Kalau sudah begini, bagaimana cara menangani si kecil? Ia perlu minum obat-obatan. Umumnya, masa pengobatan berlangsung selama 6 bulan. Sayangnya, selesai pengobatan, kuman TB dalam tubuh si kecil tidak akan lenyap 100%. Selalu saja ada kuman yang tertinggal dan terus menghuni tubuhnya. Di mana sih tempat favorit kuman super bandel itu? Di paru-paru kanan atas.

Meski kuman kelihatannya tenang, ini bukan berarti kondisi anak pasti aman. Sekalipun sudah pernah terkena TB dan telah menjalani pengobatan secara tuntas, tetap saja ia jadi incaran kuman yang hobinya ngendon itu. Belum lagi, kalau kondisi si kecil memburuk, seperti menderita campak, mau tidak mau kuman TB jadi aktif. Nah, kondisi seperti ini disebut reaktifasi. “Makanya, tubuh anak harus terus dijaga hingga dewasa kelak. Dengan begitu, kuman itu tidak sempat jadi aktif. Sayangnya, kasus yang paling banyak terjadi di Indonesia adalah jenis yang reaktifasi ini,” kata dr. Bambang.

Untung bisa dicegah

Hingga kini, cara terbaik mengurangi risiko terinfeksi TB adalah melakukan imunisasi BCG pada bayi usia 2 bulan. Meski tidak bisa melindungi 100%, imunisasi ini bisa menghindari anak dari risiko akibat memberatnya infeksi TB yang dideritanya. Misalnya, kuman menyebar ke otak dan menyebabkan radang selaput otak.

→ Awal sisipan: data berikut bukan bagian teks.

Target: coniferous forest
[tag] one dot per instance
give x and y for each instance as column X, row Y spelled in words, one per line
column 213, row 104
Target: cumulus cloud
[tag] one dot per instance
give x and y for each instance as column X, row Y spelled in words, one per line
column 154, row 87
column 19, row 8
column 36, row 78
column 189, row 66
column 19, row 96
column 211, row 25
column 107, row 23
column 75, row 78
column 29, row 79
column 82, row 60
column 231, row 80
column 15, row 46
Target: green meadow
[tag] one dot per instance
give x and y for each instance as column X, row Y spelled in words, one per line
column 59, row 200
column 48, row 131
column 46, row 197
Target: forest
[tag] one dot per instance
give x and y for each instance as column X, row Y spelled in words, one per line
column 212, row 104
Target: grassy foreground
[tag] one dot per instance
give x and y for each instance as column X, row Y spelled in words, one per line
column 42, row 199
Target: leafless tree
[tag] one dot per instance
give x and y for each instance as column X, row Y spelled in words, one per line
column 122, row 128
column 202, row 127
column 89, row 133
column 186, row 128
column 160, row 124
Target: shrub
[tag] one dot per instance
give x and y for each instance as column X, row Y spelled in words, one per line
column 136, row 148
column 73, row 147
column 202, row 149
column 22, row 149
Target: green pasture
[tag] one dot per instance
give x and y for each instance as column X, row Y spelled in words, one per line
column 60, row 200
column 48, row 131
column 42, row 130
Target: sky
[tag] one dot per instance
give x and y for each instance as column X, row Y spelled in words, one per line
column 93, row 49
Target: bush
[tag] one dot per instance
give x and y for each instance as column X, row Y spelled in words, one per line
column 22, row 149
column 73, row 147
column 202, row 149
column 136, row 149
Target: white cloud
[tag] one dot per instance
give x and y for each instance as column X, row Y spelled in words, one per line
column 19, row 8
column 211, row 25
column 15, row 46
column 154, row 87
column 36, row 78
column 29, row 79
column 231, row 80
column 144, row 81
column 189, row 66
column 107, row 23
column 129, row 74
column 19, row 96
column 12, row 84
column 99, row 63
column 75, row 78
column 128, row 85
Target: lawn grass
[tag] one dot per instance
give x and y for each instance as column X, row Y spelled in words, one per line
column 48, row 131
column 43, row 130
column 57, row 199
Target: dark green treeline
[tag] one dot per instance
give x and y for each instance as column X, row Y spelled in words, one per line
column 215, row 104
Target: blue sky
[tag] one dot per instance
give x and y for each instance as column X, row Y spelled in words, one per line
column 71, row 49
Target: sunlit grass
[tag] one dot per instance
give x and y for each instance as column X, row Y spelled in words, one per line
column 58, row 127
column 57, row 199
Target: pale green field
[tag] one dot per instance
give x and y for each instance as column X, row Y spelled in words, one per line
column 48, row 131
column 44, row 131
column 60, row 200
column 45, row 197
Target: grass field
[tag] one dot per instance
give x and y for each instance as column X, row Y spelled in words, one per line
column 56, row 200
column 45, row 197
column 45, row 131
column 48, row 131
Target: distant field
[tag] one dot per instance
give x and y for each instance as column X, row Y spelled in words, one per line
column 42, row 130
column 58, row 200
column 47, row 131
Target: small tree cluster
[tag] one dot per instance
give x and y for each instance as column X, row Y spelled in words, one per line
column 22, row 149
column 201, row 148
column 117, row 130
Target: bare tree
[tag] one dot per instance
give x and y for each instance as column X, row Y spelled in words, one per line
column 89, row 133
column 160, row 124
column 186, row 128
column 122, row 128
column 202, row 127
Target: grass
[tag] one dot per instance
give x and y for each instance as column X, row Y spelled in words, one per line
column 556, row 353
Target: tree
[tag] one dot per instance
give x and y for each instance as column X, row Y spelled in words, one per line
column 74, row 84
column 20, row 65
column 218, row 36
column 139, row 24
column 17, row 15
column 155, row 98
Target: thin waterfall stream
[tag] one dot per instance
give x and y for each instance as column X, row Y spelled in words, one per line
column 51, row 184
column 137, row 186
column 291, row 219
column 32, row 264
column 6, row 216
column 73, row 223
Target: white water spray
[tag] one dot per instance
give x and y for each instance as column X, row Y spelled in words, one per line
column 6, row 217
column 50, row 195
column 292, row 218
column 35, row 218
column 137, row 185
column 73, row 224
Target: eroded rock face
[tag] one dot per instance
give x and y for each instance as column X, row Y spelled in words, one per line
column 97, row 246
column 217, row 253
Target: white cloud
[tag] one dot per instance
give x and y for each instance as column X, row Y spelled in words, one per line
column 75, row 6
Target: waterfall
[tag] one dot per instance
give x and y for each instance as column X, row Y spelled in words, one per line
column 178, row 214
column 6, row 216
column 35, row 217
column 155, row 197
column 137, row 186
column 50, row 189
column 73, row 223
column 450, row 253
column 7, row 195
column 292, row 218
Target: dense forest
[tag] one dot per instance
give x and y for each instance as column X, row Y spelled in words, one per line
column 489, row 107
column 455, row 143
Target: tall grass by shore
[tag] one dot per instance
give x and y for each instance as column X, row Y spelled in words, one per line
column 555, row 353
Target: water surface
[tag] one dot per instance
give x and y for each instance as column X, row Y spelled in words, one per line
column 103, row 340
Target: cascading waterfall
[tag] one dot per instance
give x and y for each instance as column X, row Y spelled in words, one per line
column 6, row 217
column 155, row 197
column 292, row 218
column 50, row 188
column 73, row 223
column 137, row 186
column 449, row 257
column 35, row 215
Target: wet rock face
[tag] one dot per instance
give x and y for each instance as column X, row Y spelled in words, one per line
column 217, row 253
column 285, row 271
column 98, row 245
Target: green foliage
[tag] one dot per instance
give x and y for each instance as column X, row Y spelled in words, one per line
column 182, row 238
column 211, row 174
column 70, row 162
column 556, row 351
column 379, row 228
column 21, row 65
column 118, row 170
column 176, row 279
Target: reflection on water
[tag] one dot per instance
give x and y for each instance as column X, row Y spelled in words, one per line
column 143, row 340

Apa lagi? Oke, si kecil telah diimunisasi BCG. Namun, kalau selama masa pertumbuhan, ia tidak memperoleh gizi yang baik, tubuhnya tidak pernah sehat dan bugar, bahkan masih ditambah lagi dengan kondisi lingkungannya tidak sehat (kotor dan lembap), ya TB akan terus mengintainya.
Jadi, kalau mau balita Anda terhindar dari TB, segeralah benahi pola hidupnya. Caranya? Selalu mengonsumsi makanan bergizi seimbang, rajin berolahraga, cukup istirahat, serta menjaga kebersihan lingkungan.